1. De onderscheidene wilde vogelsoorten zijn sedert de laatste jaren niet vermenigvuldigd, eerder verminderd.—(vergelijk bl. 17.)
2. De uitgestrektheid der wei- of graslanden bedraagt p. m. 6000, die der hooilanden 4000 bunders. De gemiddelde opbrengst is 5 wagens of 3650 kilo per bunder. Gelijk elders, zoo ook op Texel, bereikt de koop- en huurwaarde [129]der landerijen thans eene buitensporige, nimmer gekende hoogte. De koopwaarde der landerijen is tegenwoordig van de beste soorten het dubbel, en van de mindere gronden het drie-, vier- en vijfdubbel der vroegere prijzen. De algemeene begeerte naar grondbezit is zóó sterk en zóó groot, dat vele landerijen, welke men vóór 25 jaren de lasten naauwelijks waardig achtte, en in publieke veiling met slechts eenige weinige guldens per bunder werden betaald, thans ƒ 400 à ƒ 600 opbrengen. De reden dezer verhoogde prijzen moet alleen worden toegeschreven aan de gunstige resultaten welke de veefokkerij op dit eiland thans oplevert. Daarenboven schatten de landlieden de innerlijke waarde van den grond veel hooger dan te voren, en over het geheel leggen deze zich thans meer dan ooit toe, om, zoo door mestbereiding als bearbeiding, den grond te verbeteren.
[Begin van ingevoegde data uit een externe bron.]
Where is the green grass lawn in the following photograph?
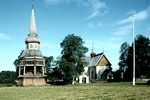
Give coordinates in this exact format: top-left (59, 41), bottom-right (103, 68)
top-left (0, 82), bottom-right (150, 100)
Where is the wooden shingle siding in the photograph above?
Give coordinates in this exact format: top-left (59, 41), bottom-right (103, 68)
top-left (97, 55), bottom-right (111, 66)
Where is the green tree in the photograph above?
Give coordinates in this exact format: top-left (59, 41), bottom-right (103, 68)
top-left (0, 71), bottom-right (17, 84)
top-left (47, 56), bottom-right (63, 80)
top-left (118, 42), bottom-right (130, 72)
top-left (44, 56), bottom-right (54, 78)
top-left (59, 34), bottom-right (88, 83)
top-left (134, 35), bottom-right (150, 78)
top-left (118, 34), bottom-right (150, 81)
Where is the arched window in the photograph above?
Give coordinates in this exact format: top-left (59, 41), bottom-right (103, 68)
top-left (30, 44), bottom-right (33, 49)
top-left (35, 44), bottom-right (37, 49)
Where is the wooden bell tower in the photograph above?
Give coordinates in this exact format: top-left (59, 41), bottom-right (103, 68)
top-left (16, 0), bottom-right (46, 86)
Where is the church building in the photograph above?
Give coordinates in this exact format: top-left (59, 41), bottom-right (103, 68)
top-left (78, 52), bottom-right (113, 83)
top-left (16, 1), bottom-right (46, 86)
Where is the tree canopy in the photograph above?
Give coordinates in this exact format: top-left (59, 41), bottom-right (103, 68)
top-left (0, 71), bottom-right (17, 84)
top-left (59, 34), bottom-right (88, 81)
top-left (44, 56), bottom-right (54, 74)
top-left (44, 56), bottom-right (55, 80)
top-left (118, 34), bottom-right (150, 81)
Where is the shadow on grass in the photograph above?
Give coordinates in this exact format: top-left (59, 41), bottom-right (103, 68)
top-left (0, 83), bottom-right (15, 87)
top-left (135, 83), bottom-right (148, 85)
top-left (135, 80), bottom-right (150, 86)
top-left (47, 80), bottom-right (69, 86)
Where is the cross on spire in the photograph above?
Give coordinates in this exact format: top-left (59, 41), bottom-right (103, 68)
top-left (32, 0), bottom-right (34, 9)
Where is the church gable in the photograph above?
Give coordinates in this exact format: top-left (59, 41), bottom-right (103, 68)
top-left (96, 55), bottom-right (111, 66)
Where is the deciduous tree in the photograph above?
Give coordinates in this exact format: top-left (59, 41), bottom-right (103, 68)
top-left (59, 34), bottom-right (88, 83)
top-left (118, 34), bottom-right (150, 81)
top-left (44, 56), bottom-right (54, 79)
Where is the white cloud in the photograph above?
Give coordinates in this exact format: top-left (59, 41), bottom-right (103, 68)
top-left (44, 0), bottom-right (70, 5)
top-left (113, 24), bottom-right (132, 36)
top-left (135, 10), bottom-right (149, 21)
top-left (44, 0), bottom-right (108, 19)
top-left (83, 0), bottom-right (108, 19)
top-left (126, 10), bottom-right (136, 15)
top-left (117, 16), bottom-right (132, 25)
top-left (86, 21), bottom-right (105, 28)
top-left (117, 24), bottom-right (132, 30)
top-left (0, 33), bottom-right (11, 40)
top-left (113, 30), bottom-right (130, 36)
top-left (114, 6), bottom-right (150, 36)
top-left (87, 10), bottom-right (99, 19)
top-left (118, 6), bottom-right (150, 25)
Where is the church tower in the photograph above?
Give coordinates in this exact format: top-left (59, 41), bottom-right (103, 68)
top-left (17, 0), bottom-right (46, 86)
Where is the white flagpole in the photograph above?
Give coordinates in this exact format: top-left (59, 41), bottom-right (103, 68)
top-left (132, 15), bottom-right (135, 85)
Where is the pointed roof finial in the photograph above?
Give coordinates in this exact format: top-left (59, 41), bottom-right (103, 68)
top-left (90, 40), bottom-right (96, 58)
top-left (91, 40), bottom-right (94, 53)
top-left (32, 0), bottom-right (34, 9)
top-left (25, 0), bottom-right (40, 44)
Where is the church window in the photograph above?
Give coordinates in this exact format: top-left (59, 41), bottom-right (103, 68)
top-left (35, 44), bottom-right (37, 49)
top-left (30, 44), bottom-right (33, 49)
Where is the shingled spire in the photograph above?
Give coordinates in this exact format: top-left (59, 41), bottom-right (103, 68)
top-left (29, 0), bottom-right (36, 35)
top-left (25, 0), bottom-right (40, 44)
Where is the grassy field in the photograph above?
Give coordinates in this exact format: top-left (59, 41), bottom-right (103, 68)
top-left (0, 82), bottom-right (150, 100)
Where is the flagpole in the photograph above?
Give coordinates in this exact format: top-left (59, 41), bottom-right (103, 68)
top-left (132, 15), bottom-right (135, 85)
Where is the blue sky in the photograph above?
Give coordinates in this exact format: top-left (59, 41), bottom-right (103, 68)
top-left (0, 0), bottom-right (150, 71)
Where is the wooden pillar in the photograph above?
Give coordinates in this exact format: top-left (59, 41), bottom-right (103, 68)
top-left (44, 66), bottom-right (46, 74)
top-left (24, 56), bottom-right (26, 75)
top-left (42, 66), bottom-right (44, 75)
top-left (42, 58), bottom-right (45, 75)
top-left (42, 58), bottom-right (45, 65)
top-left (34, 56), bottom-right (36, 75)
top-left (24, 66), bottom-right (25, 75)
top-left (34, 66), bottom-right (36, 75)
top-left (19, 66), bottom-right (20, 76)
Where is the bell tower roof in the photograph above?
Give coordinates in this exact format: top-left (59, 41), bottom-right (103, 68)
top-left (25, 0), bottom-right (40, 44)
top-left (30, 0), bottom-right (36, 35)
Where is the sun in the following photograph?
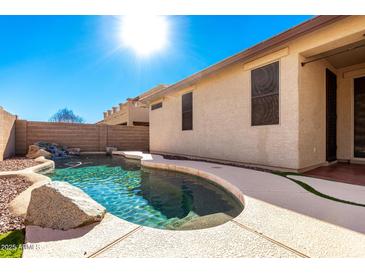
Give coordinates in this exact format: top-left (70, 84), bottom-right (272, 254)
top-left (119, 15), bottom-right (169, 57)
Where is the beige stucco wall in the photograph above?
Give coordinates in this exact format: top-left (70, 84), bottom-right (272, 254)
top-left (149, 16), bottom-right (365, 171)
top-left (0, 107), bottom-right (16, 160)
top-left (297, 59), bottom-right (337, 169)
top-left (150, 51), bottom-right (301, 170)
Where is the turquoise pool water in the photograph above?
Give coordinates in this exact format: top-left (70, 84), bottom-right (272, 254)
top-left (48, 155), bottom-right (243, 230)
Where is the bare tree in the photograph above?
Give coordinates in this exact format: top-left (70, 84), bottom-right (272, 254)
top-left (49, 108), bottom-right (85, 123)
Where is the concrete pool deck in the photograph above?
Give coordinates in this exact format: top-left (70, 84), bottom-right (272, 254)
top-left (23, 152), bottom-right (365, 257)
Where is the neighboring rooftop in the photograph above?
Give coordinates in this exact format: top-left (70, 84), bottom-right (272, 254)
top-left (132, 84), bottom-right (169, 101)
top-left (103, 84), bottom-right (169, 120)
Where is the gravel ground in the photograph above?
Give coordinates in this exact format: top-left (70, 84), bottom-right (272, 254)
top-left (0, 176), bottom-right (32, 233)
top-left (0, 157), bottom-right (38, 172)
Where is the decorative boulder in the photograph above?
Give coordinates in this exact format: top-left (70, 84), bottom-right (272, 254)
top-left (26, 145), bottom-right (52, 159)
top-left (25, 181), bottom-right (106, 230)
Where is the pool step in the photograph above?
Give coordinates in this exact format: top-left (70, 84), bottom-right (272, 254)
top-left (177, 213), bottom-right (232, 230)
top-left (164, 211), bottom-right (199, 229)
top-left (166, 212), bottom-right (232, 230)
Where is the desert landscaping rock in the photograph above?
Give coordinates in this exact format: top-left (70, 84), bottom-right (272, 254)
top-left (0, 175), bottom-right (32, 233)
top-left (25, 181), bottom-right (106, 230)
top-left (0, 157), bottom-right (38, 172)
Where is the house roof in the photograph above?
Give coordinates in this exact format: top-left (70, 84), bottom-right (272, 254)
top-left (139, 15), bottom-right (349, 103)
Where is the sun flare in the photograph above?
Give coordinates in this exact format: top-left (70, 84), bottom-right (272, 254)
top-left (119, 15), bottom-right (169, 56)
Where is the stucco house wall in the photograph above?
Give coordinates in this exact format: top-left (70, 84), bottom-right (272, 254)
top-left (149, 16), bottom-right (365, 171)
top-left (150, 50), bottom-right (300, 170)
top-left (297, 59), bottom-right (336, 169)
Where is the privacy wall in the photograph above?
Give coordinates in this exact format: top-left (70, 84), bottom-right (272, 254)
top-left (15, 120), bottom-right (149, 155)
top-left (0, 107), bottom-right (16, 160)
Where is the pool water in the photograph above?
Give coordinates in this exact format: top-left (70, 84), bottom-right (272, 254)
top-left (48, 155), bottom-right (243, 230)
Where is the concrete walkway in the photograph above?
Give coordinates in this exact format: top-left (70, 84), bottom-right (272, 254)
top-left (289, 175), bottom-right (365, 205)
top-left (23, 152), bottom-right (365, 257)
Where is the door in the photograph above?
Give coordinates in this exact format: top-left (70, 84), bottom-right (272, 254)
top-left (354, 76), bottom-right (365, 158)
top-left (326, 69), bottom-right (337, 162)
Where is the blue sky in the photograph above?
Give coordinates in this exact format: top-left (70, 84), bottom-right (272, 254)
top-left (0, 15), bottom-right (312, 123)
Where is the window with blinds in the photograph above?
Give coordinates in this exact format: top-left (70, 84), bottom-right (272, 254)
top-left (182, 92), bottom-right (193, 130)
top-left (251, 61), bottom-right (279, 126)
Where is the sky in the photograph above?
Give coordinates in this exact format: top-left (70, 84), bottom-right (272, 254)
top-left (0, 15), bottom-right (312, 123)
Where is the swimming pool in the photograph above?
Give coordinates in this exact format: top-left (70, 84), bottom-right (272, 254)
top-left (48, 155), bottom-right (243, 230)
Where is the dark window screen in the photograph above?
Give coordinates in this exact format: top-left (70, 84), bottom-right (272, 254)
top-left (182, 92), bottom-right (193, 130)
top-left (151, 102), bottom-right (162, 110)
top-left (354, 76), bottom-right (365, 158)
top-left (251, 61), bottom-right (279, 126)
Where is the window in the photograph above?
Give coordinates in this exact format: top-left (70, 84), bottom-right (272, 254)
top-left (182, 92), bottom-right (193, 130)
top-left (251, 61), bottom-right (279, 126)
top-left (151, 102), bottom-right (162, 110)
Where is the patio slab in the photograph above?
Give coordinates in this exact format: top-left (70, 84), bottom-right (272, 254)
top-left (288, 175), bottom-right (365, 205)
top-left (94, 220), bottom-right (300, 258)
top-left (23, 213), bottom-right (139, 258)
top-left (234, 196), bottom-right (365, 257)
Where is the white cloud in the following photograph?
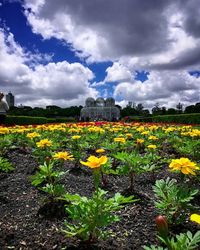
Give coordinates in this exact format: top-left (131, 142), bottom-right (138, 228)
top-left (23, 0), bottom-right (200, 69)
top-left (105, 62), bottom-right (133, 82)
top-left (1, 1), bottom-right (200, 110)
top-left (114, 71), bottom-right (200, 109)
top-left (0, 28), bottom-right (98, 107)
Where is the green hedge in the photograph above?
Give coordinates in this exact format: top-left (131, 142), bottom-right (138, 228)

De mestspecie wordt verkregen door de eigen mestputten der landbouwers en veehouders waarin men de koe- en paardenmest verzamelt. Ter verkrijging van meerdere mestspecie, worden de mestputten van tijd tot tijd met aardspecie aangevuld en met de mest vermengd. Aanvoer van mestspecie heeft zelden plaats.—(Vergelijk bl. 19.)
3. Boter en kaas worden hier niet ter markt gebragt. Deze producten dienen meerendeels tot eigen gebruik van den boer, die echter het niet benoodigde aan de burgers verkoopt.—De bereiding der groene kaas wordt jaarlijks minder, en over het algemeen worden de schapen, na het afnemen der lammeren, in stede van ze te melken, drooggemaakt, ten einde ze daardoor te eerder vet te kunnen weiden, iets, dat bij den tegenwoordigen handel op Engeland, meerdere winsten afwerpt dan de melkerij. Even min als boter en kaas, worden hier granen en aardappelen ter markt gebragt. Deze vruchten worden bij den boer zelf aan huis opgekocht.—(Vergelijk bl. 20.)[130]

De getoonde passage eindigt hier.